(1.) TWO points arise in this civil revision petition for consideration. The first is whether the respondent, who happens to be the appellant in the lower court, has proved herself to be still a wife or a widow. The question of her being a wife or a widow will turn upon the fact as to whether there is satisfactory proof of the death of her husband. It is common ground that the husband has not been heard of for the last four or five years. Under Sections 107 and 108 of the Evidence Act the burden is on the person, who asserts that the man is dead or alive to prove that he is dead or alive as required by the Sections, in this case on the evidence it is difficult to hold that the respondent has become a widow. The evidence is not satisfactory on that aspect of the case. There is no proof that the husband has not been heard of for seven years by those, who would have naturally heard of him if he were alive. It has, therefore, to be held that the respondent has not discharged the burden that lay on her to prove that the husband was dead in order to enable her to attain to the position of a widow. If she was a widow, then certainly the second question would be easily answered in her favour, namely, that as a widow she has an interest "in praesenti" in the property of the husband, which she is seeking to save by payment of the auction price and the 5 per cent solatium to the decree-holder, who has brought the property to sale in execution of his decree. She has, therefore, at present no interest in the property as a widow. She has not yet "derived any title to the property" as such widow in the absence of clear proof that her husband is dead.

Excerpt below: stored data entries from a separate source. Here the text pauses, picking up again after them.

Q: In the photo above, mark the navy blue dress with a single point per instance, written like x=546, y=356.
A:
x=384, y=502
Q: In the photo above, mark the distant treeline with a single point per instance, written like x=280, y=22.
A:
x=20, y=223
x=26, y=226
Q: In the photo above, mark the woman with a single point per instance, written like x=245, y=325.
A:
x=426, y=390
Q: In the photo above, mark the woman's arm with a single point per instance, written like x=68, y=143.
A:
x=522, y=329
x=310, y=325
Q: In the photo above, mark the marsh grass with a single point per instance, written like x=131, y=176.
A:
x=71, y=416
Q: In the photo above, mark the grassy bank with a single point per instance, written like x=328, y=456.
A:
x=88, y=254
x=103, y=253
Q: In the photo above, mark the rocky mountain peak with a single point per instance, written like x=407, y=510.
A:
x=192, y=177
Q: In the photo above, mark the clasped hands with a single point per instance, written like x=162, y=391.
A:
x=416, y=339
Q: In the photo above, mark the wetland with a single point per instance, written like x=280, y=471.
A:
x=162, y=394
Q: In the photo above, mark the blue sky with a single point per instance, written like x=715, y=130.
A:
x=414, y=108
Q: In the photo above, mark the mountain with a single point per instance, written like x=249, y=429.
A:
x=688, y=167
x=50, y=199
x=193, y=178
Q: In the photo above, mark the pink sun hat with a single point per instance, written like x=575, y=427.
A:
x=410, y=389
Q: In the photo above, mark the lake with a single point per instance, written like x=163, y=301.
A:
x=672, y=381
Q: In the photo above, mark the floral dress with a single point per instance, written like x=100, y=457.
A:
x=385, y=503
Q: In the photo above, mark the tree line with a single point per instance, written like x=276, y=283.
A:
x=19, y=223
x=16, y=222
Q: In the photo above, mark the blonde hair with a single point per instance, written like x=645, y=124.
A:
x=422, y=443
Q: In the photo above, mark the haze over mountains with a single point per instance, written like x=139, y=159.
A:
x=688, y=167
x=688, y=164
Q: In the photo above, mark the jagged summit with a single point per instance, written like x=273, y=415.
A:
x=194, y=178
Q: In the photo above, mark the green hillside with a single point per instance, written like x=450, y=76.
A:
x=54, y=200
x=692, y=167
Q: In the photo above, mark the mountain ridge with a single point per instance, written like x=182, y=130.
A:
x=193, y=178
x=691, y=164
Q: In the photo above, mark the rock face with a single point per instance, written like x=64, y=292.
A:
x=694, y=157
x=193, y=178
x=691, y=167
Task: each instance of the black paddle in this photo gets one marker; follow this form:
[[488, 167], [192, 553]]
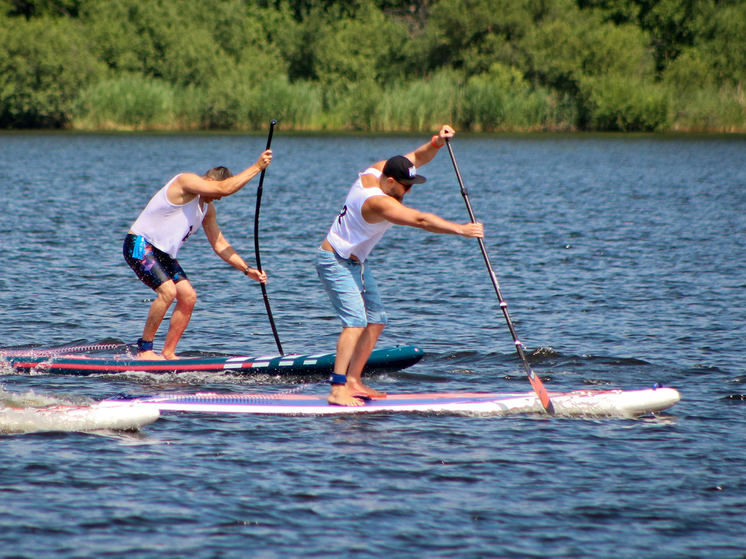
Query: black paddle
[[533, 378], [256, 242]]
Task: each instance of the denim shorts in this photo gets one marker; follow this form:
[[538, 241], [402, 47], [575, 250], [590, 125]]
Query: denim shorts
[[352, 289]]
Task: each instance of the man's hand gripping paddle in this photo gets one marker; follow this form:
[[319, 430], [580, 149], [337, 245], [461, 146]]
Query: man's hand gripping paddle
[[533, 378], [256, 241]]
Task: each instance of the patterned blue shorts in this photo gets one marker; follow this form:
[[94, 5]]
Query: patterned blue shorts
[[154, 267]]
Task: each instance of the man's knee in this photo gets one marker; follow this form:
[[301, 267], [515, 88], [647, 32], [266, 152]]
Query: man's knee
[[185, 294], [167, 292]]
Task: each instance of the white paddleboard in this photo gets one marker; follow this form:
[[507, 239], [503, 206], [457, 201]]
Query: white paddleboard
[[577, 403]]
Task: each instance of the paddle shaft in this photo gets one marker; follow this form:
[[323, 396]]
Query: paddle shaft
[[533, 378], [256, 242]]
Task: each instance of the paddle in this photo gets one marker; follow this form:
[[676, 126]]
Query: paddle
[[535, 381], [256, 242]]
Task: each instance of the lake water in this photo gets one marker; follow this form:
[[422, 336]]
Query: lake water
[[622, 259]]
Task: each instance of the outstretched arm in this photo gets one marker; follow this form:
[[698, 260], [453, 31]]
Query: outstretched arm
[[188, 185], [386, 207], [426, 152], [223, 248]]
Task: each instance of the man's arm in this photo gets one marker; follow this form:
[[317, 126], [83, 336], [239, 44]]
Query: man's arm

(2.) THE second question that arises for consideration is whether the respondent could be brought within the scope of Order 21, Rule 89, Clause (1), Civil P. C. This rule says that where immoveable property has been sold in execution of a decree the judgment-debtor or any person deriving title from the judgment-debtor or any person holding an interest in the property may apply to have the sale set aside on his depositing in court and so forth. The point then is as to whether the wife, who has not yet become a widow, can be said to be holding an interest in the property of the husband. The fact that the wife could be entitled to maintenance from the husband does not depend really upon the question whether the husband has property. Whether the husband has or has not any property, there is an obligation on the husband to maintain his wife. Therefore, it is clear that the right to maintenance by the husband does not always depend upon the husband holding any property. Irrespective of the husband holding any property, the wife will have always the right of being maintained by the husband as long as she continues to be his lawful wife. But the real point is whether being such a wife of the husband, whose property has been sold away in auction, she has not got that much of interest in the property in order to get the property saved and rescued from the clutches of a decree-holder, who has got it sold away in execution. If, however, it turns out to be the case that the husband is at sometime later dead, then certainly his wife would be justified in making every attempt to rescue the property by payment of the sale price plus the 5 per cent, solatium to the decree-holder. If the sale gets confirmed and the property passes into the hands of any purchaser and it ultimately turns put to be that the husband was dead, certainly it would be too late for the widow to retrive the position. From this aspect of the case there seems to be some force in the contention that to circumstance like the present the wife could be held to hold an interest in the property belonging to her husband.
(3.) THE learned counsel has invited my attention to Mollayya Padayachi v. Krishnaswami Iyer, 47 Mad LJ 622 at p. 640: (AIR 1925 Mad 95 at p. 105) in this connection. A Bench of this Court consisting of Spencer and Kumaraswami Sastri jj. has held that the son of a Hindu father would be having sufficient interest in the preservation of the property, which belonged to the father in his own right, as his self-acquired property, and that such interest of the son would be as the reversionary heir of the father, and that as such reversionary heir his son would be entitled under Section 91 of the Transfer of Property Act to redeem the property or to apply to have the court sale set aside under Order 21, Rule 89, Civil P. C. If, according to this decision, the son of a Hindu father could be treated as a reversionary heir of the father in respect of his separate or self-acquired property for purposes of asking for a sale being set aside, then certainly the wife of a husband, who has left property behind, could also be considered to be interested in the property, because, if the husband turns out to be dead, certainly she would become entitled to the property under, the present case. That being the case, I think that it would not be a violation of the language contained in Rule 89 of Order 21 to say that the wife would be a person holding an interest in the property of her husband.